A good, well-written contract should highlight the designer-client relationship better.
It’s normal for designers to state that they are not employed by clients. This clarification is vital for taxation purposes too. Feel free to let the client know that you’re an independent contractor or freelancer. For this relationship to stand legal tests, you must use your products or supplies only and not rely on the clients. Ensure the contract makes the following distinctions clearly enough.
a) you’re a freelancer
b) you will operate on your schedule
c) you will do the work at your own facility
Warranties are worth including in the design contract. Include them only if you intend to observe or enforce them. Otherwise, you will be better off letting all clients know that you don’t offer warranties or guarantees. Let clients know how much time they have after completion of the project to ask for corrections. Let them know that the warranties are only applicable or valid for a specific duration.
A good, well-written, and legally enforceable design contract is never silent on an issue as important as contract termination. It’s normal for clients to feel the need to move on to a different designer. Likewise, some designers often feel the need to take and work with different clients. Ensure the contract talks about this issue in great detail. The contract must talk about the actual procedure to follow – including the how and when – in asking for a termination.
Forces and circumstances beyond your control might prevent you from completing the client’s project on time as earlier indicated. Including a “force majeure” clause in the contract is acceptable and understandable in such situations. Such a clause protects you in case the client feels cheeky enough or sufficiently aggrieved to want to pursue the matter in court. Without this clause, you will be at the mercy of the client in case you can no longer complete the work.
Do whatever it takes to avoid making the client angry.
Credits: Image courtesy of Bonsai Contracts
Freelance designers often create contracts that are full of loopholes. Most freelance designers are not legal experts. Their expertise is limited to designs alone. Because of this, it’s normal for designers to include too many loopholes and errors on their design contracts. For example, some designers sign contracts with underage clients. Often, this leaves them in a dilemma, especially when the courts feel that the error arose out of your own negligence.
It’s possible for designers, or their clients, to breach contracts legally.

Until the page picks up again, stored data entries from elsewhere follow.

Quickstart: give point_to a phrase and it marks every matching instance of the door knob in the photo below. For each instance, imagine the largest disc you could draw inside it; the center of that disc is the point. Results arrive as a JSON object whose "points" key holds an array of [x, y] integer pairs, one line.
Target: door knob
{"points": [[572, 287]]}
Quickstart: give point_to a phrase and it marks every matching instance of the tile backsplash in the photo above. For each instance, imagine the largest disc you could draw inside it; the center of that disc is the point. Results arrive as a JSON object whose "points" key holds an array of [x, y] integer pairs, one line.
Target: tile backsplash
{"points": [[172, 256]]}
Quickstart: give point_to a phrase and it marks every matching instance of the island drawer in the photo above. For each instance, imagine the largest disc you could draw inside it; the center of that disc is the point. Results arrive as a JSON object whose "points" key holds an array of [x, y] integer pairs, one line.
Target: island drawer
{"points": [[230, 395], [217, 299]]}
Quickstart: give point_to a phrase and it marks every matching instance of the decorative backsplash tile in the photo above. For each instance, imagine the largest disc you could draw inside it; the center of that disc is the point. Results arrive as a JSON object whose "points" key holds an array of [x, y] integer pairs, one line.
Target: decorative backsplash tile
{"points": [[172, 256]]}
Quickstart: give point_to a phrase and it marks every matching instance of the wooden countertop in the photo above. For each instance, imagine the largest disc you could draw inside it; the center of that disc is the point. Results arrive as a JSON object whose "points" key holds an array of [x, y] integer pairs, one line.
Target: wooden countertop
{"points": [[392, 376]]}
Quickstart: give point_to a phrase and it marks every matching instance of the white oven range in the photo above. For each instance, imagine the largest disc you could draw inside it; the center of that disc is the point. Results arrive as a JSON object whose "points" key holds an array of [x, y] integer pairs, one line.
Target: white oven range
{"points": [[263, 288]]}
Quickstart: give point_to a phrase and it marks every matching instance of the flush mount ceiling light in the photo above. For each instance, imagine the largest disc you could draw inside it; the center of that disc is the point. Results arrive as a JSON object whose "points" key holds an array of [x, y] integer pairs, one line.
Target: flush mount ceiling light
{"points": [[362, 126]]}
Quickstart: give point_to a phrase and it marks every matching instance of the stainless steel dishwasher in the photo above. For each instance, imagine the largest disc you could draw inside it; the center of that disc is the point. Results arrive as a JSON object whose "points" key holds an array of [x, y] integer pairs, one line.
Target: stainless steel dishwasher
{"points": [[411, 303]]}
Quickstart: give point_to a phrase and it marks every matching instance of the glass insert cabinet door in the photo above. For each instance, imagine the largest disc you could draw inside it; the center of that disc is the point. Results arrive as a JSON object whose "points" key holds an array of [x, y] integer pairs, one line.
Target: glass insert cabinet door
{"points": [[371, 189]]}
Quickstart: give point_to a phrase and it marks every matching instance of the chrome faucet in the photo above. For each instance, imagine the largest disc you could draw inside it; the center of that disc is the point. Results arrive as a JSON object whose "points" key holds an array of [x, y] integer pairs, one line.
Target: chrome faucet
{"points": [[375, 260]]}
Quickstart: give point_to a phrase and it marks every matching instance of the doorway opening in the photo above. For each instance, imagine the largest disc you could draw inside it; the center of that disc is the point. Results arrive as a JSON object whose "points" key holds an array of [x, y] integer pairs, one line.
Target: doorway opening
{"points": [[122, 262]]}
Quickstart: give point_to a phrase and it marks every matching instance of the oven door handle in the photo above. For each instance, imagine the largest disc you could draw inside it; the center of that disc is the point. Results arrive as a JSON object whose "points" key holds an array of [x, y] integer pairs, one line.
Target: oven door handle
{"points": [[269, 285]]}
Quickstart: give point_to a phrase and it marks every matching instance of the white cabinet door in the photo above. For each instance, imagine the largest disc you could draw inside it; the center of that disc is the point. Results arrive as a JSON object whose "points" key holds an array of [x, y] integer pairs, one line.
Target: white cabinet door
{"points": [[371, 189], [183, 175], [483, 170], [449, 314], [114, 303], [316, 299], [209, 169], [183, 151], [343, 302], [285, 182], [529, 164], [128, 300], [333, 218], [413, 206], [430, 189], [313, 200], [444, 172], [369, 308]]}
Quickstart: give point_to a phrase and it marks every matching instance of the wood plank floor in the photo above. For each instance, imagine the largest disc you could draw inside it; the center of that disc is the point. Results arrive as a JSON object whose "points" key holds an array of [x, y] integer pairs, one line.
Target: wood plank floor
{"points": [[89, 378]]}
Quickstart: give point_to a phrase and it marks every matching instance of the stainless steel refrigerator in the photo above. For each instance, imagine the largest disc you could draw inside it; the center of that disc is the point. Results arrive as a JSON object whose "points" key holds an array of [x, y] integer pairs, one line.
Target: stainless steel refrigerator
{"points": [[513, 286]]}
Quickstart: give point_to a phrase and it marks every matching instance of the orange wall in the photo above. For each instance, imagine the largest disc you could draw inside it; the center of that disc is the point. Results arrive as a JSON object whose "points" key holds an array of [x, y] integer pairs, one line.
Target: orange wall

First, being under the legal age, the law has set for signing contracts with another party offers you (or the client) a way out. The people signing design or freelance contracts should be over 18 years old. Therefore, ask your clients to provide proof of age before signing (or not signing) any contract with them. Age isn’t the only legal way of breaking or failing to meet the requirements of the contract, however.
Incapacitation is a valid reason for breaching the contract legally. Drunkenness is incapacitation. Signing any contract with a person who is inebriated will expose you to huge losses. A person diagnosed with illnesses such as Alzheimer’s is also incapacitated. The reason for this is both parties must agree to the terms of the contract. For that to happen, they must be in the right frame of mind.

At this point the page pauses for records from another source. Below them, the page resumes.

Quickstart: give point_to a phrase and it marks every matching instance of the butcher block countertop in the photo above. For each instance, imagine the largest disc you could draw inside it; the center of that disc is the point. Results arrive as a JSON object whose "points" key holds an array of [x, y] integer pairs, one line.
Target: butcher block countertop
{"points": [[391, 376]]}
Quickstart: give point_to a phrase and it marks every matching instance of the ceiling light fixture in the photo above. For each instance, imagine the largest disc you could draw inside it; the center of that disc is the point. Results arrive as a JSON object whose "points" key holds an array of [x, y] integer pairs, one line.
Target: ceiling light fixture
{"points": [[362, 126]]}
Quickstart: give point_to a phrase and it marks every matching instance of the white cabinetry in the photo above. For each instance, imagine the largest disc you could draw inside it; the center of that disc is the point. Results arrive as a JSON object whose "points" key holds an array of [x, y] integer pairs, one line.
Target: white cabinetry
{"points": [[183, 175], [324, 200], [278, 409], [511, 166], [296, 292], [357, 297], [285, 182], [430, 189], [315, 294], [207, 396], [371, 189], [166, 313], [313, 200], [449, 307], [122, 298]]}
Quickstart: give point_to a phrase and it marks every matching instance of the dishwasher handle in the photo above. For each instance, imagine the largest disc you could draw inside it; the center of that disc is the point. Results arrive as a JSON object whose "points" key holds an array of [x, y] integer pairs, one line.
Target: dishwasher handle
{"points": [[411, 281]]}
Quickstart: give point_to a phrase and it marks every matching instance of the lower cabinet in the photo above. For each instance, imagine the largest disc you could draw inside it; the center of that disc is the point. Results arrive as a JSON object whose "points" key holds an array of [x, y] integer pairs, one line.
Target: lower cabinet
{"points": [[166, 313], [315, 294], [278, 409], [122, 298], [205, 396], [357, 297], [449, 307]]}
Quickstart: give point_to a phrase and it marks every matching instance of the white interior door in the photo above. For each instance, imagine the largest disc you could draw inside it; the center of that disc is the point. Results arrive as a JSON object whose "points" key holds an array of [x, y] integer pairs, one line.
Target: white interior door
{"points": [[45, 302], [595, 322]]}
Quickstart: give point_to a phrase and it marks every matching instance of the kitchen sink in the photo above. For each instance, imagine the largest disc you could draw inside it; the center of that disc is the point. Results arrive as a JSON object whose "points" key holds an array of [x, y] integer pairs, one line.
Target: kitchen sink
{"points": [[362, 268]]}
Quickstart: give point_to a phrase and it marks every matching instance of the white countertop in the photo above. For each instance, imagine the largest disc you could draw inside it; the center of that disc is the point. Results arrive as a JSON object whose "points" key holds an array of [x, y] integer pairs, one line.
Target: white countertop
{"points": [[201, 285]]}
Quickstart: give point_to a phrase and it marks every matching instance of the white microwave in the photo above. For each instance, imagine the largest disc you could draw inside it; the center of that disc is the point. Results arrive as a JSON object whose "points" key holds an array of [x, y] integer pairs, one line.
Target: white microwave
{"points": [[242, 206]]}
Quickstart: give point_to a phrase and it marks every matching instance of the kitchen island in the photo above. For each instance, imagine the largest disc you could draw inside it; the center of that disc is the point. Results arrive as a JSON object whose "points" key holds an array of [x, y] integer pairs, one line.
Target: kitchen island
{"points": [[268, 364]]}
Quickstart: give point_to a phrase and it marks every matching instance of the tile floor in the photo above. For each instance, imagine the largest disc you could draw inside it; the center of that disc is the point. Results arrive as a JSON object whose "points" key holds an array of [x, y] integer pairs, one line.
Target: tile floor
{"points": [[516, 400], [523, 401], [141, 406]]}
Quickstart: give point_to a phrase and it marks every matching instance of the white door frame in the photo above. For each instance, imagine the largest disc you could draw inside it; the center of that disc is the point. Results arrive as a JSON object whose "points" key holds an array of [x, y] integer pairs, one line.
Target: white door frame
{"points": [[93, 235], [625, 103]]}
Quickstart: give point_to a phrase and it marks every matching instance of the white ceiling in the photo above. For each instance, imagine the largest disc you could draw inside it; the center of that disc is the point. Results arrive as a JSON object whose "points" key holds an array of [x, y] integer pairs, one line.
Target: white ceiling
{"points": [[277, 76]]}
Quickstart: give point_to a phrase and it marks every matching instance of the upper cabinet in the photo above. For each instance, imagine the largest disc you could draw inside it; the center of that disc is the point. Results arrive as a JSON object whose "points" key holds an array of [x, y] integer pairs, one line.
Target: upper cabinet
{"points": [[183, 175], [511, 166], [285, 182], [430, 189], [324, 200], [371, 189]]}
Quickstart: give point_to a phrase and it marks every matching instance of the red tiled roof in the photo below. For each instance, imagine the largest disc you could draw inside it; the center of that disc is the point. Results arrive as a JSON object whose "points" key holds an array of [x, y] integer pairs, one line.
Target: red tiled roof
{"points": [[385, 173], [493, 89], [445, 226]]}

The designer and client are exempted from satisfying the terms of a contract they sign under duress. Putting a gun to the clients’ head and expecting them to not only sign but also meet their side of the bargain will not work. Therefore, work your socks off to convince clients that any contract signed with you will also greatly benefit them. Let them see the benefits and sign the contract because they want to rather than because you forced them to.
Therefore, do what’s posted above and you will be happy with your design contract.